After age 40 people begin losing an average of eight percent muscle mass per decade and bone density can begin weakening as well. This process is increased if people are sedentary.
However, vibration machines are highly effective in working muscles and bones without putting ligaments and joints at risk, and as a result are becoming increasingly popular with the senior set.
A study in published in Neurobiology of Aging showed the amazing benefits that can result from seniors adding even a little extra strength training.
The Aging, Mobility and Cognitive Neuroscience Laboratory at the University of British Columbia demonstrated that light weight training improves how older women think and how blood flows within their brains.
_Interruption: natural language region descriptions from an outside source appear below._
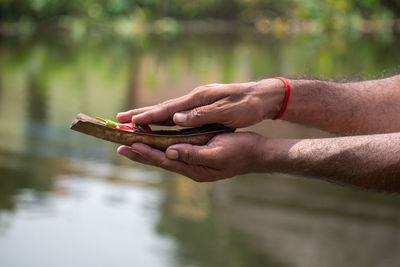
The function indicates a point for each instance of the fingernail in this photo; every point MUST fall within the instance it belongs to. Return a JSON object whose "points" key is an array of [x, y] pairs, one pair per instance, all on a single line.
{"points": [[134, 149], [180, 117], [172, 154]]}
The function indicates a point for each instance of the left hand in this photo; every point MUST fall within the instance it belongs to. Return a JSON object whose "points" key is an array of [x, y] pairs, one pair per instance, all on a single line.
{"points": [[224, 156]]}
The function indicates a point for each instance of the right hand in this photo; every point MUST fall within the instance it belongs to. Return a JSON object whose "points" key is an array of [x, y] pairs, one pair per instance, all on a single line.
{"points": [[234, 105]]}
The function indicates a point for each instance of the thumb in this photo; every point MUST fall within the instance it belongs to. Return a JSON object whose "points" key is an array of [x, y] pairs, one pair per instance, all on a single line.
{"points": [[197, 117], [190, 154]]}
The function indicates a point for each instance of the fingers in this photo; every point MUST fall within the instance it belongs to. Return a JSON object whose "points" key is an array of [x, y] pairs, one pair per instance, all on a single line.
{"points": [[126, 151], [144, 154], [163, 113], [200, 116], [193, 155], [126, 116], [157, 158]]}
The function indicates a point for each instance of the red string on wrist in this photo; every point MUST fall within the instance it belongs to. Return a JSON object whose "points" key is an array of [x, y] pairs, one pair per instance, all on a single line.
{"points": [[286, 100]]}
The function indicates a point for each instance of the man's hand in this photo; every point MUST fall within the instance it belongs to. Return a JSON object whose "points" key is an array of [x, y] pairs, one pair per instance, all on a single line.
{"points": [[234, 105], [224, 156]]}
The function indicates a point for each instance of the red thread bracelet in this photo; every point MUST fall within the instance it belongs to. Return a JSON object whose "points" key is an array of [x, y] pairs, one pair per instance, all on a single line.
{"points": [[286, 100]]}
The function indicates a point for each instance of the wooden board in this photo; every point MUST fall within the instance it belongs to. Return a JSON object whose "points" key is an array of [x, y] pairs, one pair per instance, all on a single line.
{"points": [[158, 139]]}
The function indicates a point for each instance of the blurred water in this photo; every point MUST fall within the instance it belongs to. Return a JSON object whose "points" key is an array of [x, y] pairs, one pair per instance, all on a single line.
{"points": [[68, 200]]}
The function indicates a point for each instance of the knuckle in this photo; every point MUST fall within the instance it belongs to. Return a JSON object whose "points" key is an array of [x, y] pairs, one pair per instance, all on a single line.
{"points": [[196, 113], [188, 157]]}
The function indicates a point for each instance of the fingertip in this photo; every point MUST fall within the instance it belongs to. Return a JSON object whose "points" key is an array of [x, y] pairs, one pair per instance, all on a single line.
{"points": [[124, 150], [123, 116], [172, 154]]}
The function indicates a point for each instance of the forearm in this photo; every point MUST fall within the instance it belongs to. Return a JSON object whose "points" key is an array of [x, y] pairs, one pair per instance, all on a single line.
{"points": [[369, 161], [350, 108]]}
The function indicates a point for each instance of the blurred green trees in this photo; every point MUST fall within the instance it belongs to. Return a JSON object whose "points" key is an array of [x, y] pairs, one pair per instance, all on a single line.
{"points": [[264, 15]]}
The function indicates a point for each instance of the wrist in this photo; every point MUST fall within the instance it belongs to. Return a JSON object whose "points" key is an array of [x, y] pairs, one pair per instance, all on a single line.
{"points": [[273, 96], [274, 155]]}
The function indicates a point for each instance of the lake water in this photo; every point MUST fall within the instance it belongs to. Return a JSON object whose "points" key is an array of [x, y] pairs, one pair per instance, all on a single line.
{"points": [[67, 199]]}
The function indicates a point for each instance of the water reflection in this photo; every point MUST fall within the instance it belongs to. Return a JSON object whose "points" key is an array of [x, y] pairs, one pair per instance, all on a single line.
{"points": [[67, 199]]}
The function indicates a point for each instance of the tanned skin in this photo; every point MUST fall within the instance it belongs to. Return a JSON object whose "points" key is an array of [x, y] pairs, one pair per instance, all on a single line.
{"points": [[368, 110]]}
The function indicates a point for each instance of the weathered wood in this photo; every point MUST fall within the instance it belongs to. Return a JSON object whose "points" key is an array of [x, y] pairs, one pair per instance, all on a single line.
{"points": [[158, 139]]}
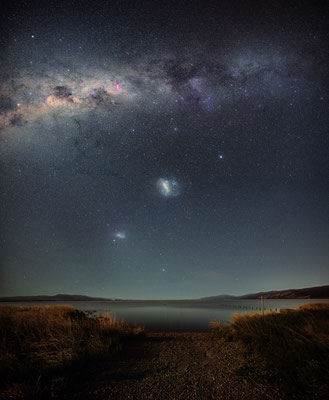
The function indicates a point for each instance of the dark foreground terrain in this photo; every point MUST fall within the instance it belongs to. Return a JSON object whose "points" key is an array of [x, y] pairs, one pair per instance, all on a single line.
{"points": [[60, 353], [170, 366]]}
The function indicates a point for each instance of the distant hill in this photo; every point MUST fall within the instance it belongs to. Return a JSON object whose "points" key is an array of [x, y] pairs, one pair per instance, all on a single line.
{"points": [[317, 292], [57, 297]]}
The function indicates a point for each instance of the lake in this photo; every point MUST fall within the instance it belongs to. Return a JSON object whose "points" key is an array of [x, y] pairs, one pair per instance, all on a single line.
{"points": [[174, 315]]}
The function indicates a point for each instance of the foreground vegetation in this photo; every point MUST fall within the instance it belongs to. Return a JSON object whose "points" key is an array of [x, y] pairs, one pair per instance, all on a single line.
{"points": [[290, 348], [40, 344]]}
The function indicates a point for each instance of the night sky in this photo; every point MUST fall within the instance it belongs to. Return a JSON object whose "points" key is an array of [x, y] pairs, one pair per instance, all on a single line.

Following a year of lifting weights twice a week, the women scored markedly better on tests of mental processing ability than a control group of women who completed a balance and toning program.
Vibration machines such as the 3G Cardio AVT 5.0 Vibration Machine or 3G Cardio AVT 6.0 Vibration Machine have been found to stimulate muscles much more effectively than traditional weight training.
Additionally, MRI scans showed that portions of the brain that control such thinking were considerably more active in the weight trainers.
“We’re not trying to show that lifting weights is better than aerobic-style activity” for combating cognitive decline, said Teresa Liu-Ambrose, an assistant professor at the university and study leader. “But it does appear to be a viable option, and if people enjoy it, as our participants did, and stick with it,” then more of us might be able, potentially, to ameliorate mental decline well into late life.”